Preferably, the wave image collected by the binocular camera is restored to real depth information by the PC end of the marine structure swaying measurement system through an average wave surface based on binocular vision and a ship situation measurement algorithm, an average water surface is obtained through fitting, and the swaying of the marine structure is obtained according to the position of the binocular camera relative to the average water surface.
Preferably, in the step S23:
comparing the wave images shot by the two camera unit assemblies of the binocular camera, matching the same pixel blocks in the wave images, finding corresponding feature points, and calculating parallax disparity:
disparity=X R -X T
wherein X R And X T Is the column coordinate of the imaging point of the feature point on the photoreceptors of the two camera unit assemblies.
Preferably, in the step S24:
after the parallax is obtained, the real distance Z between the point P and the optical center of the camera can be obtained by applying the principle of triangulation:
Figure BDA0003642643040000031
wherein f is the focal length of the camera, and B is the center-to-center distance between the two camera unit components.
Preferably, in the step S25:
conversion relationship using camera coordinate system:
Figure BDA0003642643040000032
and obtaining world coordinates (X, Y, Z) of the characteristic points.
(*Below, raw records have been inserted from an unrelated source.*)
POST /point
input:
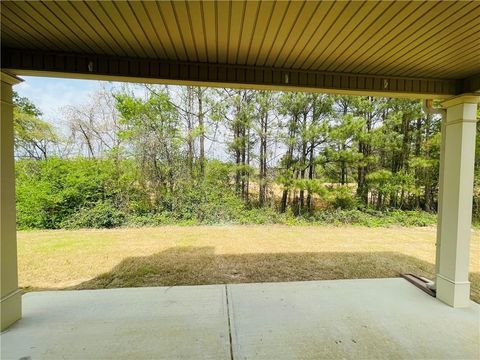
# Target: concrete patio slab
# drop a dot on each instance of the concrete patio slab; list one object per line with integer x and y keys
{"x": 188, "y": 322}
{"x": 351, "y": 319}
{"x": 348, "y": 319}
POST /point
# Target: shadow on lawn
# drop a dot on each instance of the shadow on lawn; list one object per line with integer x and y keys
{"x": 201, "y": 266}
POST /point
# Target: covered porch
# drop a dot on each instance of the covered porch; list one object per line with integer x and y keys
{"x": 424, "y": 50}
{"x": 371, "y": 318}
Wherein Z c The coordinates of the camera are u and v, the coordinates of the pixel are dx and dy, which are intrinsic parameters of the camera and respectively represent how many millimeters each pixel occupies in the x and y directions, f is the focal length of the camera, R is a rotation matrix, t is a displacement matrix, and X, Y, Z is the coordinate value of the world coordinate.
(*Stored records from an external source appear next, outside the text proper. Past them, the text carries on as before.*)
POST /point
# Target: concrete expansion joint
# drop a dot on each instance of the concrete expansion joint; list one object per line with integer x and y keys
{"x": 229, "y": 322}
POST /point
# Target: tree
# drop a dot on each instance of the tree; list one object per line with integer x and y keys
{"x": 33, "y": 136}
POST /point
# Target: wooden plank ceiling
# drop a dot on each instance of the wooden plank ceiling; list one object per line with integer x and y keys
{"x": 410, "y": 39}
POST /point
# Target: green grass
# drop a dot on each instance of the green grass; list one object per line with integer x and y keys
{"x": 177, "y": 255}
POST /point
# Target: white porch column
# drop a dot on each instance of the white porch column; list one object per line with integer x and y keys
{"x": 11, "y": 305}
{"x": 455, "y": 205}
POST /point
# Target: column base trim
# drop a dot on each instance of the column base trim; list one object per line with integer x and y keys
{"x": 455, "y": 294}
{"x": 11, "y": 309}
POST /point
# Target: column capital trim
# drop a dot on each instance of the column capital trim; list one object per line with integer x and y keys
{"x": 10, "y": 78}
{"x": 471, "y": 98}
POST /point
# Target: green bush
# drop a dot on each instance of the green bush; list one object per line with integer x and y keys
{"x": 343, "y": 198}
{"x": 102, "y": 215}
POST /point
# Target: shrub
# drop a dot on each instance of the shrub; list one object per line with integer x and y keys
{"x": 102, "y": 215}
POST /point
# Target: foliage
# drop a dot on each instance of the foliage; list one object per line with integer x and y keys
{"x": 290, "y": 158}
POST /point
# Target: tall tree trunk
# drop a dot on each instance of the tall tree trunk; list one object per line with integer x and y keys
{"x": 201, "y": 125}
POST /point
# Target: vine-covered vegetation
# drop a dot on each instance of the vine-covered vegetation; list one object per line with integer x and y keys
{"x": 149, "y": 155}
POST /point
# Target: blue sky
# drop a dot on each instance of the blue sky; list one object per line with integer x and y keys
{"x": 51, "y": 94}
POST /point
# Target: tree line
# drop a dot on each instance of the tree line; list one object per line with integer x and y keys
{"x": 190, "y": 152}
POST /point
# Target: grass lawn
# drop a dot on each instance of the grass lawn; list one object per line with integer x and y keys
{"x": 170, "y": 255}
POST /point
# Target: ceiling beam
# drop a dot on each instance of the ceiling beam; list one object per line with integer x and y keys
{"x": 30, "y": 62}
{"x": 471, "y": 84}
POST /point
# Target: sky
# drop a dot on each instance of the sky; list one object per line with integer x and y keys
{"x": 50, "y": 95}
Preferably, in the step S26:
in the camera coordinate system, the average water surface equation is expressed as:
z m =[α 1 α 2 α 3 ][x m y m 1] T
wherein [ x ] m ,y m ,z m ]Is the coordinate of each feature point on the average water surface relative to the camera coordinate system, z m Also known as mean water depth; alpha is alpha i Is the coefficient of the plane of the mean water surface, provided that the depths of a sufficient number of characteristic points, alpha, on the wave surface are known i Can be obtained by least square fitting;
and after an equation expression of the average water surface is obtained, a depth map of the average water surface is further obtained.
Preferably, in the step S27:
obtaining the normal vector of the average water surface according to the average water surface equation
Figure BDA0003642643040000033
The roll angle of the marine structure may be determined by the camera's vector along the optical axis
Figure BDA0003642643040000034
Normal vector to mean water surface
Figure BDA0003642643040000035
The pitch angle can be obtained from the vector of the camera along the x-axis direction of the camera coordinate system
Figure BDA0003642643040000036
Normal vector to mean water surface
Figure BDA0003642643040000037
The included angle between the two is obtained, and the swaying of the ocean structure is obtained.
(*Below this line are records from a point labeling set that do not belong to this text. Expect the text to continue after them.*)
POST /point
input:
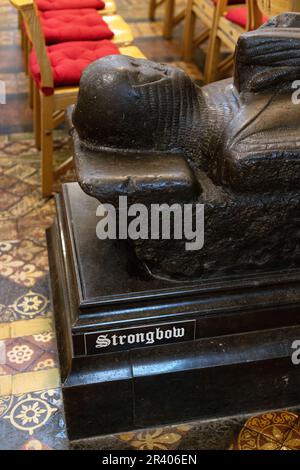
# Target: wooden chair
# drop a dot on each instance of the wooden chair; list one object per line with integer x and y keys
{"x": 110, "y": 9}
{"x": 269, "y": 8}
{"x": 225, "y": 32}
{"x": 171, "y": 19}
{"x": 49, "y": 108}
{"x": 203, "y": 10}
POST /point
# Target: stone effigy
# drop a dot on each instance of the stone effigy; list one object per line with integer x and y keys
{"x": 146, "y": 131}
{"x": 175, "y": 334}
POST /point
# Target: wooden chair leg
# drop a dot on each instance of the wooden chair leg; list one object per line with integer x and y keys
{"x": 26, "y": 52}
{"x": 47, "y": 144}
{"x": 37, "y": 116}
{"x": 152, "y": 9}
{"x": 20, "y": 20}
{"x": 31, "y": 93}
{"x": 169, "y": 19}
{"x": 188, "y": 32}
{"x": 212, "y": 59}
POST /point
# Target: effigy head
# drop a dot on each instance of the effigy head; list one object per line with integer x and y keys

Due to the adoption of the technical scheme, the invention has the following beneficial effects:
1. and (4) introducing binocular image processing into ocean structure swing measurement of ocean actual measurement. Due to the fact that the sizes of structures such as ships are large, the structures can generate large deformation when the structures navigate in waves, the inclination of each plane of the floating body is inconsistent with the shaking of the floating body, sensors such as an inertia measurement unit estimate the shaking of the floating body by measuring the inclination of a certain point, and accordingly the deformation of the floating body has large influence on a measurement result. However, the binocular image processing-based sea structure swaying measurement system can restore the real depth information of waves through the binocular camera, further fit to obtain the average water surface, and then obtain the swaying of the sea structure according to the position of the binocular camera relative to the average water surface to avoid the problem.
2. Has wide application field. In comparison, sensor devices such as an inertial measurement unit are expensive, and the application field is limited greatly, so that a plurality of floating bodies need to be arranged, and a large communication overhead is required. The ocean structure oscillation measuring system based on binocular image processing can be suitable for various non-extreme sea conditions, is low in cost and can be carried on ships, unmanned aerial vehicles and other equipment.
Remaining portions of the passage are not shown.